Prym wśród doradców wiedzie Mary Kann (Don Cheadle), wygadany menadżer, który sprawia wrażenie że sprzedałby własną matkę, jeśli byłoby to potrzebne do domknięcia dużego dealu z klientem i zdobycia premii za udaną sprzedaż. Marty potrafi być bezwzględny jak każdy zatrudniony w firmie konsultingowej Galweather&Stearn, wystawienie kolegów, zostawienie klienta na lodzie, jeśli można jego kosztem zdobyć innego, bardziej dochodowego to chleb powszedni w tej branży. Liczą się przychody na koniec każdego kwartału. Jak firma zarabia, to sprzedawcom też skapnie, a jak nie przynosisz zielonych, to niestety pora się pożegnać.
Marty ma jednak coś na kształt sumienia, potrafi patrzeć z dystansem na siebie i na firmę, wie że uczestniczy w grze, w której raz jest myśliwym, a raz ofiarą. Znakiem firmowym 'Kłamstw na sprzedaż’ są scenki ze stop-klatkami. Nagle wszyscy w pomieszczeniu zastygają niczym posągi, jedyni Marty oświeca nas widzów swoim błyskotliwym komentarzem o kliencie, o swoich prawdziwych odczuciach. Marty i jego koledzy mają też spore poczucie humoru, więc nierzadko dialogi skrzą się od ciętych one-linerów.

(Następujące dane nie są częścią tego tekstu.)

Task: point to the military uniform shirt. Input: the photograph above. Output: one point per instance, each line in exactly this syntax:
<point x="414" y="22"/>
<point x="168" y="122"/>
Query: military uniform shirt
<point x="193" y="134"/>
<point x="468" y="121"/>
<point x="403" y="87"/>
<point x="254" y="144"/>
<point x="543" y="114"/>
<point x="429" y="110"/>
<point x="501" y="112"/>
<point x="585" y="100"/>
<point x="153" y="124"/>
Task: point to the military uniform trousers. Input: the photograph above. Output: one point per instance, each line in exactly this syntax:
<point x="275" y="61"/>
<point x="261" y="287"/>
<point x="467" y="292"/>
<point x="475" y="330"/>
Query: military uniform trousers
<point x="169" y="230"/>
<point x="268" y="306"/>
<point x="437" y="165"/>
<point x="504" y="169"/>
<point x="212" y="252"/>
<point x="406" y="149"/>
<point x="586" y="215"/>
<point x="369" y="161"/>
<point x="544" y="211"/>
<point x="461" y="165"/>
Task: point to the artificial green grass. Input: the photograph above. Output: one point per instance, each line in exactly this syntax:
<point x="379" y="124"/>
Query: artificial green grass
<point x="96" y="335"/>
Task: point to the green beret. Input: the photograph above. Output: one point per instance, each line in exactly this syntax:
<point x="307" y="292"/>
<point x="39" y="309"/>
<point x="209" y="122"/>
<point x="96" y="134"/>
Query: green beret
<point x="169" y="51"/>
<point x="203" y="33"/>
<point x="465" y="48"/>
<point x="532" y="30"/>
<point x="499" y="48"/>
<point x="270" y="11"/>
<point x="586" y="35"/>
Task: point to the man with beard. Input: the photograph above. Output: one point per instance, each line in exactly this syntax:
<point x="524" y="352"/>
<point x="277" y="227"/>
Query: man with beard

Praca jest na pierwszym planie, ale w tle przewijają się wątki z byłą żoną, która pracuje dla konkurencji, z synem niepewnym swojej tożsamości, z ojcem, który narzuca się ze swoim zdaniem, z bratem nierobem. Mimo że Mary zarabia w miesiąc więcej niż większość z nas w ciągu roku, mieszka w luksusowym apartamencie ze wspaniałym widokiem, ma te same problemy co zwykli ludzie.
Fabuła serialu oparta jest na książce Martina Kihna 'Kłamstwa na sprzedaż: jak konsultanci kradną Ci zegarek a potem mówią która jest godzina’. Już sam tytuł sugeruje jaki jest stosunek autora do firm doradczych. Serial bezlitośnie obnaża kuchnię różnego rodzaju strategii naprawczych robionych na poczekaniu, ekspertów, którzy o danym temacie pierwszy raz usłyszeli wczoraj, o tym jak klient właściwie pomaga sobie sam, a konsultanci ubierają to w ładny raport i dostawiają pieczątkę.
Pierwszy sezon był mocny, drugi trochę słabszy, trzeci dopiero co się zaczął. W najnowszych odcinkach Marty porzuca lotniskowiec w postaci Galweather&Stearn i próbuje żeglować po wzburzonych falach biznesu w łupince swojej własnej firmy, raz z lepszym, raz z gorszym skutkiem.
Źródło grafiki: Crescendo Productions
Grający główną rolę jest jednocześnie producentem serialu, stąd też pewnie wyrobił sobie zgodę na zagranie przystojnego wodzireja i casanowy, podczas gdy tak naprawdę wydaje się, że nie ma z tymi cechami nic wspólnego.